Given the significant interest in fintech globally, and its ongoing evolution in terms of market drivers, technologies and potential use-cases, KPMG and CB Insights are partnering to bring you the pulse of fintech investment globally.
Each quarter, we’ll highlight key fintech deals, issues and challenges around the world, in addition to key trends and insights related to fintech in key regions, including the North America, Asia and Europe.
According to the new report, global investment in fintech companies totaled US$19.1 billion in 2015, with US$13.8 billion invested into VC-backed fintech companies, a 106 percent jump compared to 2014, and a record year for VC-backed fintech investment. We also investigate Blockchain in this report – the technology many believe will be the key to the future to banking – to see whether it’s worth all the hype.
Asian fintech startups had a record year for investment activity in 2015, raising a total of US$4.5 billion (more than the previous four years combined) on 130 deals. In particular, China drove more than half of all funding, as mega-rounds to the likes of Dianrong and Lu.com prompted over US$2.6 billion to Chinese fintech companies. India also saw a major leap in fintech investment, as total funding jumped past US$1 billion for the first time.

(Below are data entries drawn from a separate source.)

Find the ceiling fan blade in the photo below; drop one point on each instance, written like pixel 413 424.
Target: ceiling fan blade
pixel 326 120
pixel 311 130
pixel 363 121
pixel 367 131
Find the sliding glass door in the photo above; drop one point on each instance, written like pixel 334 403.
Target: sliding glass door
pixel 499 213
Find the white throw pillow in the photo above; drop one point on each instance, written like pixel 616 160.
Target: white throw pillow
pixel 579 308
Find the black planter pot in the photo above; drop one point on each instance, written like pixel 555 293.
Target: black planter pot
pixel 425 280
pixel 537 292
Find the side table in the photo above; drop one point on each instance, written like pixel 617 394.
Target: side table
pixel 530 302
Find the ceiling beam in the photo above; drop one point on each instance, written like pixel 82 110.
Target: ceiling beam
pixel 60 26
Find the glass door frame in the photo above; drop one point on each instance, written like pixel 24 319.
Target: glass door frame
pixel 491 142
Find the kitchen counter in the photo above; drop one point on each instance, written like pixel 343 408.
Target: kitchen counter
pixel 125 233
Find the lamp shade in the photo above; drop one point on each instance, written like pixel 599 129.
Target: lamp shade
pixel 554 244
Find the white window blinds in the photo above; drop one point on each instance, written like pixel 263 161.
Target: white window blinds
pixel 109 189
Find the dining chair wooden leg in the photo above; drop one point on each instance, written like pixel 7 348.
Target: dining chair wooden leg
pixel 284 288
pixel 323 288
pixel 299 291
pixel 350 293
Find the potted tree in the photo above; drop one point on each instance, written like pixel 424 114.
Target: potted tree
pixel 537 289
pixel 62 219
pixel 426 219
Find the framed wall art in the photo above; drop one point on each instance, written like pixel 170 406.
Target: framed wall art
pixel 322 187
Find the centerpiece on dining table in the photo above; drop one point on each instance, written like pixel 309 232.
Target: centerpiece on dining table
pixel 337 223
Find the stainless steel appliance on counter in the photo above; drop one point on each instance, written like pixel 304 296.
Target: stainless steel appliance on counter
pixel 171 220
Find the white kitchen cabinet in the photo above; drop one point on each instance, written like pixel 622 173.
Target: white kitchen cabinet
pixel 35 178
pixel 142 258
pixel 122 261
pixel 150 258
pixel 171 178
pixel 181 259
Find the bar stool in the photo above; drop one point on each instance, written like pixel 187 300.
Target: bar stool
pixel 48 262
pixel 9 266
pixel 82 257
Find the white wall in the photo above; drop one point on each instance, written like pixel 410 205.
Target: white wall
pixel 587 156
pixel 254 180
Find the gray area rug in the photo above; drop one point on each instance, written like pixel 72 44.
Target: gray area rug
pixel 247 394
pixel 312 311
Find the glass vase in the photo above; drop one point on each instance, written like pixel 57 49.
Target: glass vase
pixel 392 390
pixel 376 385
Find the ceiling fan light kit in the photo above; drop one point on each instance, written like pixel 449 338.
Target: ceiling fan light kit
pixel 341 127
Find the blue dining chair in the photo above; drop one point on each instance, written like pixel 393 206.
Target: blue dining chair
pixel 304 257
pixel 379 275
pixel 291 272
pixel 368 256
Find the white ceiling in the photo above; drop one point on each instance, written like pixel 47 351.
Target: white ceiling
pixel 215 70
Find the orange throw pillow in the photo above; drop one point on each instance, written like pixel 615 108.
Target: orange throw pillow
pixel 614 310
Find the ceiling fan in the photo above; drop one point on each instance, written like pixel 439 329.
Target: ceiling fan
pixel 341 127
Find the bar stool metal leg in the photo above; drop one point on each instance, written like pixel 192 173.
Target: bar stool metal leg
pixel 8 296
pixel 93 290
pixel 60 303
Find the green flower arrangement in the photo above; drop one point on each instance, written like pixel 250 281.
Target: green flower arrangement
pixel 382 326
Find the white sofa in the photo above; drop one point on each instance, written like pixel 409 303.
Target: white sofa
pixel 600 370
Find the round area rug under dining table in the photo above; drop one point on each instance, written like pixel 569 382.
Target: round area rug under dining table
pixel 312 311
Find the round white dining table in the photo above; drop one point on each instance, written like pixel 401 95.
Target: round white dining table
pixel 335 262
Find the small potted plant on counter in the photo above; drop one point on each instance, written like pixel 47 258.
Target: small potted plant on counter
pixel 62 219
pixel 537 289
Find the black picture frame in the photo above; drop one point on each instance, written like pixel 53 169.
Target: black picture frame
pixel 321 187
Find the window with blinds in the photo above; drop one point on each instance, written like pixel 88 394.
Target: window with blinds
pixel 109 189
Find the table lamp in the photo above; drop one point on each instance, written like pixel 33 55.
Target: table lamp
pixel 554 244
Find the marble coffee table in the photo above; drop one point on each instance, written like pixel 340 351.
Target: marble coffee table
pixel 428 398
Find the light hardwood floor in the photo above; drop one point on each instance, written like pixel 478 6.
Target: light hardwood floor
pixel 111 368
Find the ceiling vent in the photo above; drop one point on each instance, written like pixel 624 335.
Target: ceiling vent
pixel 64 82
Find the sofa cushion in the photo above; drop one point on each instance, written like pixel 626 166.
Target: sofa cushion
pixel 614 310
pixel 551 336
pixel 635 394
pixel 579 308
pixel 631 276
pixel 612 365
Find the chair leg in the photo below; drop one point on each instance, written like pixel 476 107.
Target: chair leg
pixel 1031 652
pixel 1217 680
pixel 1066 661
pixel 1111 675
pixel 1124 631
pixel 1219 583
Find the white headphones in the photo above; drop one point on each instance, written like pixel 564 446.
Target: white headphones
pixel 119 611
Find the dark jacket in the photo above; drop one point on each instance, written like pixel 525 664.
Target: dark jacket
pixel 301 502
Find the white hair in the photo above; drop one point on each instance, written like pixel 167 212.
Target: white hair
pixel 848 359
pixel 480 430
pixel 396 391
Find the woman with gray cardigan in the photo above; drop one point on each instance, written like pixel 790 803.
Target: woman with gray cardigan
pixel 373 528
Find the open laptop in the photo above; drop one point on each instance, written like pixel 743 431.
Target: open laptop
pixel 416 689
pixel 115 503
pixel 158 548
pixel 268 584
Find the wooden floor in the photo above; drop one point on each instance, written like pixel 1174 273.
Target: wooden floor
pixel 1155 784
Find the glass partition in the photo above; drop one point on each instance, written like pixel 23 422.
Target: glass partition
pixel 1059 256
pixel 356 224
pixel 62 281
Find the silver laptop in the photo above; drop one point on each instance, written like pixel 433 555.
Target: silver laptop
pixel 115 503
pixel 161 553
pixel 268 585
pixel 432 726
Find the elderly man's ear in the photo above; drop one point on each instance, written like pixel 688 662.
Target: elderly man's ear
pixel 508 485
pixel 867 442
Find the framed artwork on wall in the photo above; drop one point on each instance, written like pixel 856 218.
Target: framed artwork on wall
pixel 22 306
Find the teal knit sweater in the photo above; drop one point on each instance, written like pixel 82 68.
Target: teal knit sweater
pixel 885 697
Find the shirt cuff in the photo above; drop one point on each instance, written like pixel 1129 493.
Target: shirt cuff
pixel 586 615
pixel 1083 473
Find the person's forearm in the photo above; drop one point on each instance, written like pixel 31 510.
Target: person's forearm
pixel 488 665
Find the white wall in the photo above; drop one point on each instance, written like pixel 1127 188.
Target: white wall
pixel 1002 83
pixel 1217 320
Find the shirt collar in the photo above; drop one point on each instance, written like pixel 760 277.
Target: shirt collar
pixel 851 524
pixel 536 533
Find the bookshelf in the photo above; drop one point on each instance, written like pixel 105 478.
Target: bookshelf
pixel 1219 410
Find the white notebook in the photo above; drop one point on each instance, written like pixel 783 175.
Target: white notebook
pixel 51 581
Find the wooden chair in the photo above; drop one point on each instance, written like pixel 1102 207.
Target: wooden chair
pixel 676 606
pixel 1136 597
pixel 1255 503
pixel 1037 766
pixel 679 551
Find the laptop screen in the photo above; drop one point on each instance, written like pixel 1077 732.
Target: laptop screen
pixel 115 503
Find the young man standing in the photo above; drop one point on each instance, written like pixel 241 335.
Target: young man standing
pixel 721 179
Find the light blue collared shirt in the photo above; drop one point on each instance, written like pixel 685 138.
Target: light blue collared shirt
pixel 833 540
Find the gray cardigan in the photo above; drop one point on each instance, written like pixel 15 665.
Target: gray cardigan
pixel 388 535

According to CB Insights’ Sanwal “In 2015, Asia, and especially China, benefitted from the presence of local corporations both in tech and financial services such as Alibaba, Tencent, and Ping An, all of which become increasingly active investing in and building services in fintech. Combined with the participation of hedge funds and banks, Asian fintech companies enjoyed a somewhat unprecedented funding environment.”